Seismic response in the Valley of Mexico: a physical perspective from recent models and observations

Víctor M. Cruz-Atienza | Instituto de Geofísica, UNAM

26/05/2021 4:30 pm.


A common practice in the universe of theory is to develop models either for explaining available observations or solving previously postulated problems. However, several of the most important Scientific Revolutions of our era took place owing to seminal theoretical postulations. One need only cite the heliocentric conception of our solar system by Copernicus and Bruno in the Renaissance or the existence of gravitational waves postulated by Poincaré and Einstein at the beginning of the 20th century, as emblematic examples of disrruptive knowledge detached from pure theory that, to this day, guide the way we observe the Universe in search of data.
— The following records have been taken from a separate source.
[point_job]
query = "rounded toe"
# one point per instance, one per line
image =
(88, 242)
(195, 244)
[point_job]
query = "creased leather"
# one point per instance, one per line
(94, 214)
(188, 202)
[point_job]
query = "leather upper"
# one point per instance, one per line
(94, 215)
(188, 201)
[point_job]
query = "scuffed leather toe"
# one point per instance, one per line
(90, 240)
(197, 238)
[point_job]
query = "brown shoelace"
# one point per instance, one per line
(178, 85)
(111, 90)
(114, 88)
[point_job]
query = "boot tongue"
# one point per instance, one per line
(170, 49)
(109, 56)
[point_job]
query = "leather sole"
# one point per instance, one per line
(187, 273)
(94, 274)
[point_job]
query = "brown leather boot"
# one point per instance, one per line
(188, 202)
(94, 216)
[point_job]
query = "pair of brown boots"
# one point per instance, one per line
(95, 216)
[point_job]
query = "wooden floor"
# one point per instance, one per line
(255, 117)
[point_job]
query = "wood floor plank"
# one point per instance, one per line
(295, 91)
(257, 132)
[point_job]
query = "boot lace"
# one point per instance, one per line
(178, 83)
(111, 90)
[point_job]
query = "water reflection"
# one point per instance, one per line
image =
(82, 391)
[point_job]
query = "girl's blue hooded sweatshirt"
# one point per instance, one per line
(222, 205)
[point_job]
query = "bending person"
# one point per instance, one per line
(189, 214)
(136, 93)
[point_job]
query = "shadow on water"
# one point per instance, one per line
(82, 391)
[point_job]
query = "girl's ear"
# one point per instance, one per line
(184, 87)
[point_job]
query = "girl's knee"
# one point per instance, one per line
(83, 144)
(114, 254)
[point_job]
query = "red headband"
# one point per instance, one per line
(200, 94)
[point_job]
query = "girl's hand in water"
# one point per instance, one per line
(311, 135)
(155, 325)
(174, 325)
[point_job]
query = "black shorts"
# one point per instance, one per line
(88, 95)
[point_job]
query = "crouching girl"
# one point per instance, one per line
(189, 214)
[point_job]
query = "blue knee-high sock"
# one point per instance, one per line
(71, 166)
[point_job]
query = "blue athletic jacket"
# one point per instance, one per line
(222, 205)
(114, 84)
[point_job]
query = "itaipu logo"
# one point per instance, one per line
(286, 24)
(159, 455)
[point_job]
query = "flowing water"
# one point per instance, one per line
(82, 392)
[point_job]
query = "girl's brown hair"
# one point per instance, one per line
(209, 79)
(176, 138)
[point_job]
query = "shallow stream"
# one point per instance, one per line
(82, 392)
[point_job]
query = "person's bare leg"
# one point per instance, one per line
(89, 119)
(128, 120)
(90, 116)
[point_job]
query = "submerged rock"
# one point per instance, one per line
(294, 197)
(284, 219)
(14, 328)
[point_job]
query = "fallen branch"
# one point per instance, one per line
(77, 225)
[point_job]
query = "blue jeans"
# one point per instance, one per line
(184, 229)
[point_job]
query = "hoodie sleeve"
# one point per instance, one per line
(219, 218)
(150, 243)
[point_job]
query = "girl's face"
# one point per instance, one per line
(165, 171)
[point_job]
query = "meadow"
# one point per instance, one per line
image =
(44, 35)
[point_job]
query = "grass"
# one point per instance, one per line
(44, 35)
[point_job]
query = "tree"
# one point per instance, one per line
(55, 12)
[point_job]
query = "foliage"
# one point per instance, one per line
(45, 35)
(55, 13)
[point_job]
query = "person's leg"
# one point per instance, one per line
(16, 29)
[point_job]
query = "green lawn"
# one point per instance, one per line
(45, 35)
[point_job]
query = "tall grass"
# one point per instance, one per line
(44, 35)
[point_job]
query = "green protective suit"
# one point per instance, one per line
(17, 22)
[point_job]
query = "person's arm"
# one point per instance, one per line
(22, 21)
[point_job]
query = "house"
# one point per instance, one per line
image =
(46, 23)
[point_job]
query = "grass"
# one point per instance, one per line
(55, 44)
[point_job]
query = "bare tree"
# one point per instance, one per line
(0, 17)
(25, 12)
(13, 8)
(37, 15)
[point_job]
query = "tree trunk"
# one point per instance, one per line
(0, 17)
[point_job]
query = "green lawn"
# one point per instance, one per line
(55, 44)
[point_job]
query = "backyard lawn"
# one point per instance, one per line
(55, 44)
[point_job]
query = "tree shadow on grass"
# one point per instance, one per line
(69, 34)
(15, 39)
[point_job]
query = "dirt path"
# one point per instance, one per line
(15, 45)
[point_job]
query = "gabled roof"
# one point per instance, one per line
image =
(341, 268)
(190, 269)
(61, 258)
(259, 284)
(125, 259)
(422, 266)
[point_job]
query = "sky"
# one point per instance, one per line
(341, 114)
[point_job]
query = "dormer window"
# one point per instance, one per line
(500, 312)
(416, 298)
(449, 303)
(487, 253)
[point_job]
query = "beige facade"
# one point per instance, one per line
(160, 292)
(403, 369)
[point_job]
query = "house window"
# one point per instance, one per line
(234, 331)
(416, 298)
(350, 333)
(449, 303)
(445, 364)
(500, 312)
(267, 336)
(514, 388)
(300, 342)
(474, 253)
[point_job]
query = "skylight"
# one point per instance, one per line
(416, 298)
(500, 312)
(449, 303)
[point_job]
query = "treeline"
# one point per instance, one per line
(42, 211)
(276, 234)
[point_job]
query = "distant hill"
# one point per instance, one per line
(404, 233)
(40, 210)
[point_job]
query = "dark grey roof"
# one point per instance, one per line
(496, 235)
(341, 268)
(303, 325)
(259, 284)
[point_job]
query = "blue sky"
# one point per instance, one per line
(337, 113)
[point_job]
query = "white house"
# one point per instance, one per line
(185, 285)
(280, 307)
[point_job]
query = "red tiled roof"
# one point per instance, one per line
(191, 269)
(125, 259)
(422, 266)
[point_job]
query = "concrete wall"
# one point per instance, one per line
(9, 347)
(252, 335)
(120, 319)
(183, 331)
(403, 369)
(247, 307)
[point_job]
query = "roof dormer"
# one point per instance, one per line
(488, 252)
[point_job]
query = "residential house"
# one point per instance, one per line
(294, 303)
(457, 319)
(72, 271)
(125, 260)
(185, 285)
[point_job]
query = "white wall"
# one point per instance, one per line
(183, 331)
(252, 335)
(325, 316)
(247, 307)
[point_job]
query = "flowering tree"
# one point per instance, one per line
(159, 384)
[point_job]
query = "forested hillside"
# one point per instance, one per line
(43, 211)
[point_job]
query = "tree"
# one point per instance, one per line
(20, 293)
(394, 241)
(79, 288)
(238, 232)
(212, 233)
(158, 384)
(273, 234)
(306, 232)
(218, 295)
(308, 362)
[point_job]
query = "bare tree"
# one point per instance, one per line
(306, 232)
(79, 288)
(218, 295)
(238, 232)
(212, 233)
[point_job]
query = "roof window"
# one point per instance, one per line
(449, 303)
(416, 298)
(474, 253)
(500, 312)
The devastation of Mexico City caused by past earthquakes has raised many scientific questions in recent decades. Some have been satisfactorily answered by subsequent models and observations, such as the extraordinary amplification of seismic waves (the largest in the world on record) that can increase ground motion up to 500 times for some critical oscillation periods (for vulnerable structures) in the lake sediments on which much of the city sits. Besides the amplification, duration of intense ground motion in the lake-bed lasts more than three times those recorded in hard-rock a few kilometers away, a phenomenon that has been debated for decades without a plausible answer. In this work we explore the physical reasons explaining the spatial amplification pattern of the basin and the long-lasting motion by means of high-performance computational models and observations. We will show how theoretical predictions of the models led us to search for and find unprecedented seismological observations that support the physical mechanism we propose to solve the so-called "seismological paradox" of the valley, by which there is an apparent impossibility of sustained wave trains in the water-saturated and highly dissipative shallow clays of the lake sediments. The mechanism being the propagation of higher modes of surface waves in the deep and more consolidated layers of the basin. We will also discuss some aspects of the Mw7.1 earthquake of September 19, 2017, which killed 369 people and collapsed 44 one- to ten-story buildings, mostly located near the western edge of the lakebed sediments above the geotechnically known transition zone. Our model indicates that such a distinctive damage pattern (compared to 1985) is most likely due to the propagation of surface-wave fundamental modes generated at the basin edge due to the steep incidence of seismic waves enriched at high frequencies.